For storing its backup files, Velero requires access to any S3 or S3-compatible data storage or any object store. This storage does not need to be in the same provider as the Kubernetes cluster being backed up.
Velero Plugin System
Velero has offered support for performing persistent volume snapshots since its inception. And to enable support beyond a handful of providers that the team can maintain, Velero provides a plugin API that lets the community create plugins for any provider if it does not already exist. The Velero team maintains object-store plugins for Amazon S3, Microsoft Azure Blob Storage, Google Cloud Platform (GCP) Storage and volume snapshot plugins for Amazon EBS, Microsoft Azure Managed Disks and GCP Compute Engine Disks.
Here are some key features provided by the Velero command-line interface (CLI):
- Create, delete and list all backups.
- Schedule a backup.
- Download the backup file locally.
- Describe and inspect a backup like any other Kubernetes object.
- View logs on a per-backup basis.
- Trigger a bug report directly from the CLI.
Because all Velero operations are done using the CLI, DevOps teams and platform operators can trigger ad hoc backups, configure scheduled backups and perform restores quickly and easily. And because the project is open source, any organization — large or small — can start creating backups of their Kubernetes clusters at any point in their cloud native journey with minimal effort and cost.
Different Times, Same Needs
In the context of business, a disaster is any event that disrupts the continuity of a business. When it comes to Kubernetes, it is important to understand how far the platform goes to enable this continuity and where it needs to be complemented.

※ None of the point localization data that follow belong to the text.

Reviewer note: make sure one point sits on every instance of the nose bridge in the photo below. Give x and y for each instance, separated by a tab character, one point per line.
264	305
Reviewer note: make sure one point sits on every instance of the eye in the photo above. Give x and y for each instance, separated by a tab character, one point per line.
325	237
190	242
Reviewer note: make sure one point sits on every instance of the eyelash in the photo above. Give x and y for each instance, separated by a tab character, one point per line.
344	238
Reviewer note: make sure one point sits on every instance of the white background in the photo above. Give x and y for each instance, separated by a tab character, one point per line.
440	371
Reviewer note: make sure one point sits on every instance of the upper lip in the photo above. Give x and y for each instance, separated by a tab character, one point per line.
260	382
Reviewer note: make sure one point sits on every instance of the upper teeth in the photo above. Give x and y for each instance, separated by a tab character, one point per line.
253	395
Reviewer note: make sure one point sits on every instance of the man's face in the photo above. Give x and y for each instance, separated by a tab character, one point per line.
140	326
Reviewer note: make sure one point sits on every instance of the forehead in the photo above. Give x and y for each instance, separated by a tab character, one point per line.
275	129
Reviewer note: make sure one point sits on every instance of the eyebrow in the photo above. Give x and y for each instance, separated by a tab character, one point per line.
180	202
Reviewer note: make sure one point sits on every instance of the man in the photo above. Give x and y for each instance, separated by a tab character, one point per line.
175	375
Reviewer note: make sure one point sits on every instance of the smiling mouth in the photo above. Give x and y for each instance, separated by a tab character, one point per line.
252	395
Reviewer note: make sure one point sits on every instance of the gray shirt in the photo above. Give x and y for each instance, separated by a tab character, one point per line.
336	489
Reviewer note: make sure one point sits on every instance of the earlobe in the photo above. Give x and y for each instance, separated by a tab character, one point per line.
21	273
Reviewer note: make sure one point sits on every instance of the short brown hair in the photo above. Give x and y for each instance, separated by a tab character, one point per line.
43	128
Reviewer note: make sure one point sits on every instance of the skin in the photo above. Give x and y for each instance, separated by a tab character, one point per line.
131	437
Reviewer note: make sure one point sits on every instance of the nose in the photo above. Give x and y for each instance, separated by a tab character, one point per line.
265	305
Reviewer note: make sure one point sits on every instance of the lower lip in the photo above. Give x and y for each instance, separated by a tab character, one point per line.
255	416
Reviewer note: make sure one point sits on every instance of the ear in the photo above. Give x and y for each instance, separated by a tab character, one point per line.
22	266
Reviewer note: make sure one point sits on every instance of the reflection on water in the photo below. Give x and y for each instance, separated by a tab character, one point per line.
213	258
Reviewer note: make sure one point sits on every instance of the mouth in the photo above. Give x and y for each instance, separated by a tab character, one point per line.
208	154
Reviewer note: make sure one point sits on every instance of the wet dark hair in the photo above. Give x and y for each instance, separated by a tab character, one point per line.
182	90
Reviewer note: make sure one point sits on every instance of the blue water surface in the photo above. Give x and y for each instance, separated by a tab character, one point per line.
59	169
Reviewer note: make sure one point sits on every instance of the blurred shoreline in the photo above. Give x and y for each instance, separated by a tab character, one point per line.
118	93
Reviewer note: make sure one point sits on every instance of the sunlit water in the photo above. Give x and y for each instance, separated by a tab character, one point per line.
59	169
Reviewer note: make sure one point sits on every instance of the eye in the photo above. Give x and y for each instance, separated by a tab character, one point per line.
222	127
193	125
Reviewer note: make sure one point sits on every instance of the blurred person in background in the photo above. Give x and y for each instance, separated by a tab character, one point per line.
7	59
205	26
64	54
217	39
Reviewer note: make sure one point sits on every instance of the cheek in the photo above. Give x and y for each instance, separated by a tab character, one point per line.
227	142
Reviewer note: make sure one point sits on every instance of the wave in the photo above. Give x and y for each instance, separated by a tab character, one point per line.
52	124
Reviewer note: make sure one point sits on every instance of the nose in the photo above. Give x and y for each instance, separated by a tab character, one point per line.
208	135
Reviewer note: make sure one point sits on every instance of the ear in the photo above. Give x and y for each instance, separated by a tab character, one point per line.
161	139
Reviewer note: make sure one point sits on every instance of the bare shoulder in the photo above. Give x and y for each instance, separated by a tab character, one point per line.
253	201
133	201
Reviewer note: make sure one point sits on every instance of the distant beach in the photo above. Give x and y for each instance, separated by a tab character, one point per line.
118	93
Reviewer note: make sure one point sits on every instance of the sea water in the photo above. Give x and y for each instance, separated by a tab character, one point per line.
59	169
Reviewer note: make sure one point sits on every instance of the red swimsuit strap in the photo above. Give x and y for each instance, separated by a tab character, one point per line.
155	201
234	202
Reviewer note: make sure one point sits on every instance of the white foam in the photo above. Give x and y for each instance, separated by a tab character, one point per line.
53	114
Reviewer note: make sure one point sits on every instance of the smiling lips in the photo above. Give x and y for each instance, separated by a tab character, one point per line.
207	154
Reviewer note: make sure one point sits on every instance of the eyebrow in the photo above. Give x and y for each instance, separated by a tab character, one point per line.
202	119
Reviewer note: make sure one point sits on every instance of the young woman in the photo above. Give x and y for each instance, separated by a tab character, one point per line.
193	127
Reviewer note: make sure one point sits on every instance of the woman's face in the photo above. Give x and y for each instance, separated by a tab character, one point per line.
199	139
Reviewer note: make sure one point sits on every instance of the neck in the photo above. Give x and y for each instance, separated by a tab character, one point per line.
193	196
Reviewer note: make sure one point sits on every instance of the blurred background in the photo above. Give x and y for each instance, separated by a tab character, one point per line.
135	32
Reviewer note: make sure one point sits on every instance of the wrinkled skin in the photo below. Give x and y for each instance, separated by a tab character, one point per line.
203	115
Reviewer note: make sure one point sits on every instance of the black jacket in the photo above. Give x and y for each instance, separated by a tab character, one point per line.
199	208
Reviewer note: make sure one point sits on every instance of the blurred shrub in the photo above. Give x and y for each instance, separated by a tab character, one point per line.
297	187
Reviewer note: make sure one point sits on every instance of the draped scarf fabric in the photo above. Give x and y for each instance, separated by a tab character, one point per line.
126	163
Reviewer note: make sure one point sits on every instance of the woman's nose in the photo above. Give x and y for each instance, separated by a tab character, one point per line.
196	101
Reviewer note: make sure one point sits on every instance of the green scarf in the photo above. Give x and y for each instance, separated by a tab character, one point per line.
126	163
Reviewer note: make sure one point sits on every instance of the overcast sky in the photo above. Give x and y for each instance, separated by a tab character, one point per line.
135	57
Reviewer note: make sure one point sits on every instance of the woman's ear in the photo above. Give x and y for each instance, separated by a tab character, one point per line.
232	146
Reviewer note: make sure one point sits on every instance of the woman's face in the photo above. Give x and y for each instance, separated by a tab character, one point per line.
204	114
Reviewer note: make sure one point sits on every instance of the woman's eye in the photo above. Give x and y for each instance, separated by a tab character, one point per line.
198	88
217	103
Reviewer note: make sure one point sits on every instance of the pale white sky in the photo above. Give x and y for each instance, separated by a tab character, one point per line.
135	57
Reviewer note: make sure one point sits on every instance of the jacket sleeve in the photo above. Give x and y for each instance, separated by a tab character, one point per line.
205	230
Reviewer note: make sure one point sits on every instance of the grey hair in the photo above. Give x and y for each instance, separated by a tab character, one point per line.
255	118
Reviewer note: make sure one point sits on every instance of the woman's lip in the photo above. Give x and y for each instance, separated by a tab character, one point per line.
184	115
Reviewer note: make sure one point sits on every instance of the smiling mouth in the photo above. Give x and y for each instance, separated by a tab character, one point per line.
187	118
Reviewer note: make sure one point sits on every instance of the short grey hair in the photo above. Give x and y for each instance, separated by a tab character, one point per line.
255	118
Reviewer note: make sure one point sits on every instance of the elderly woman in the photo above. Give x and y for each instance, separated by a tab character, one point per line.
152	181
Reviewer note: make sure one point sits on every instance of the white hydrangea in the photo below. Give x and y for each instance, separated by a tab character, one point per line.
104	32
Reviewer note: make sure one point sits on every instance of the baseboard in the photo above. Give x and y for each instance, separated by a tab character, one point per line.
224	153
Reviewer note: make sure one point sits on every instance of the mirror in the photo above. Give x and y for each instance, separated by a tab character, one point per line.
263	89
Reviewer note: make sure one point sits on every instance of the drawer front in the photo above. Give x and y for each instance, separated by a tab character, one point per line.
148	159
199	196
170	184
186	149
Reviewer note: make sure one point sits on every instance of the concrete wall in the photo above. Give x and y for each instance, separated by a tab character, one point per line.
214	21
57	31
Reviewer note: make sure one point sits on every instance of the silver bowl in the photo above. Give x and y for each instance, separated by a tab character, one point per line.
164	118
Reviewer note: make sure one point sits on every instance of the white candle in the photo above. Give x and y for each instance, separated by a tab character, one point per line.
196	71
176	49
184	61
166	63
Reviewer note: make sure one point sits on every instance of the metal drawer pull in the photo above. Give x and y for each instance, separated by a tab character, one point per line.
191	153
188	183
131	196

Because disaster recovery is not a set of operations Kubernetes provides, companies need to find a backup and recovery solution that will work for their needs. At the same time, tools like Velero, which integrates directly with the Kubernetes API, will offer the most flexibility and streamlined workflow. Because it is an open source project and simple to use, companies have the option to implement a backup and recovery workflow from the moment they shift their operations to Kubernetes. Having backups never ceased to be crucial and with Kubernetes and Velero, it can be simple and affordable.